Answer
(a) $f\left( {x,y,z} \right)$ is homogeneous of degree 3.
(b) $f\left( {x,y,z} \right)$ is homogeneous of degree 1.
(c) $f\left( {x,y,z} \right)$ is homogeneous of degree 0.
(d) $f\left( {x,y,z} \right)$ is homogeneous of degree 4.
Work Step by Step
(a) We have $f\left( {x,y,z} \right) = {x^2}y + xyz$. So,
$f\left( {\lambda x,\lambda y,\lambda z} \right) = {\lambda ^3}{x^2}y + {\lambda ^3}xyz = {\lambda ^3}\left( {{x^2}y + xyz} \right)$
Since $f\left( {\lambda x,\lambda y,\lambda z} \right) = {\lambda ^n}f\left( {x,y,z} \right)$ for all $\lambda \in \mathbb{R}$, $f\left( {x,y,z} \right)$ is homogeneous of degree 3.

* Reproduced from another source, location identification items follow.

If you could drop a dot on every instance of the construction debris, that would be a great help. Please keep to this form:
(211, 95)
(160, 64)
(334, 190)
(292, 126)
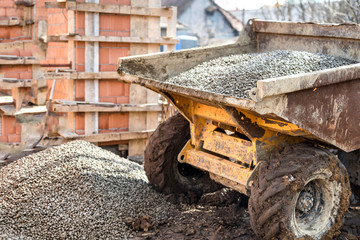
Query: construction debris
(235, 75)
(75, 190)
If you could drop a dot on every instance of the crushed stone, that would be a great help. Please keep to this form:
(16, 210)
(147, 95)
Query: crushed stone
(76, 190)
(236, 75)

(b) We have $f\left( {x,y,z} \right) = 3x + 2y - 8z$. So,
$f\left( {\lambda x,\lambda y,\lambda z} \right) = 3\lambda x + 2\lambda y - 8\lambda z = \lambda \left( {3x + 2y - 8z} \right)$
Since $f\left( {\lambda x,\lambda y,\lambda z} \right) = \lambda f\left( {x,y,z} \right)$ for all $\lambda \in \mathbb{R}$, $f\left( {x,y,z} \right)$ is homogeneous of degree 1.

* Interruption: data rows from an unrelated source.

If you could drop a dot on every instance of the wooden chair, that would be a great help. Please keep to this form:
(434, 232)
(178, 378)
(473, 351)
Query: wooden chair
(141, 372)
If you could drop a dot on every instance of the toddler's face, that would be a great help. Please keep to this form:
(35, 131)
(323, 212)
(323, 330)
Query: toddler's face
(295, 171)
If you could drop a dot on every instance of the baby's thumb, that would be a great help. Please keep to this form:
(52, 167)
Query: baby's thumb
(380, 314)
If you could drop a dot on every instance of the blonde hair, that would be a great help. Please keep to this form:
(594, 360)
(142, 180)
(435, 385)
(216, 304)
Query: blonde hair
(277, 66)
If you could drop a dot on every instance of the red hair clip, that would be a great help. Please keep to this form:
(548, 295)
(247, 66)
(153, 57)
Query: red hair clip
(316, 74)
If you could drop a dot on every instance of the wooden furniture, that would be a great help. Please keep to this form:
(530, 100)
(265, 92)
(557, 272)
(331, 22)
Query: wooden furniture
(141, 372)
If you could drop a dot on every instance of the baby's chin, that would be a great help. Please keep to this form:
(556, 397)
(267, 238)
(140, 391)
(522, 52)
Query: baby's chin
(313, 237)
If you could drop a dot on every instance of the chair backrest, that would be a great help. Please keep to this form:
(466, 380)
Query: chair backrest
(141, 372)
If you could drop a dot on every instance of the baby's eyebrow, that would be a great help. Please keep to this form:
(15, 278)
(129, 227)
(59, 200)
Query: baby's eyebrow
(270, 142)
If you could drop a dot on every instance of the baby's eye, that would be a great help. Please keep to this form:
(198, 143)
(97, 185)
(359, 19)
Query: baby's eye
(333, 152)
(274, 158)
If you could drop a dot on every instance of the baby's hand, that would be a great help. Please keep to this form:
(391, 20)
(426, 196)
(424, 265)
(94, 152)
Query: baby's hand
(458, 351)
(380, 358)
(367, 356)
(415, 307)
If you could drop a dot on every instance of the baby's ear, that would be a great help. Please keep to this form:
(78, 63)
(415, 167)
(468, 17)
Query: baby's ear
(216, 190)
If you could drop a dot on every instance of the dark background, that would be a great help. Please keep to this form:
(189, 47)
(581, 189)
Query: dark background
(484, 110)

(c) We have $f\left( {x,y,z} \right) = \ln \left( {\frac{{xy}}{{{z^2}}}} \right)$. So,
$f\left( {\lambda x,\lambda y,\lambda z} \right) = \ln \left( {\frac{{{\lambda ^2}xy}}{{{\lambda ^2}{z^2}}}} \right) = \ln \left( {\frac{{xy}}{{{z^2}}}} \right)$
$f\left( {\lambda x,\lambda y,\lambda z} \right) = f\left( {x,y,z} \right)$
Since $f\left( {\lambda x,\lambda y,\lambda z} \right) = {\lambda ^0}f\left( {x,y,z} \right)$ for $\lambda \ne 0$, $f\left( {x,y,z} \right)$ is homogeneous of degree 0.

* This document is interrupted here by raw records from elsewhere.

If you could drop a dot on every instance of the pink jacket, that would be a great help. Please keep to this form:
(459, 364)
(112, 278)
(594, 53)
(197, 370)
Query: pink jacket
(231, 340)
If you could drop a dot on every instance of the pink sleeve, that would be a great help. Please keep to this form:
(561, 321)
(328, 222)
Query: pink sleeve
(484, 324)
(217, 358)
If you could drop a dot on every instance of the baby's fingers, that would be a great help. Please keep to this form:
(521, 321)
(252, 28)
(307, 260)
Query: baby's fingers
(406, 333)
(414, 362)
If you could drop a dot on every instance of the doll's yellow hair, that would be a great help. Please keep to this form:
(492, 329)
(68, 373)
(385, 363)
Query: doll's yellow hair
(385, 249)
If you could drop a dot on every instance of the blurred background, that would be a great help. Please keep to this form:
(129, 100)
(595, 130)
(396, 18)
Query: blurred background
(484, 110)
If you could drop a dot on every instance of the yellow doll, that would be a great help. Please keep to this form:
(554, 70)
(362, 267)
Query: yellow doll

(d) We have $f\left( {x,y,z} \right) = {z^4}$. So,
$f\left( {\lambda x,\lambda y,\lambda z} \right) = {\lambda ^4}{z^4}$
Since $f\left( {\lambda x,\lambda y,\lambda z} \right) = {\lambda ^4}f\left( {x,y,z} \right)$ for all $\lambda \in \mathbb{R}$, $f\left( {x,y,z} \right)$ is homogeneous of degree 4.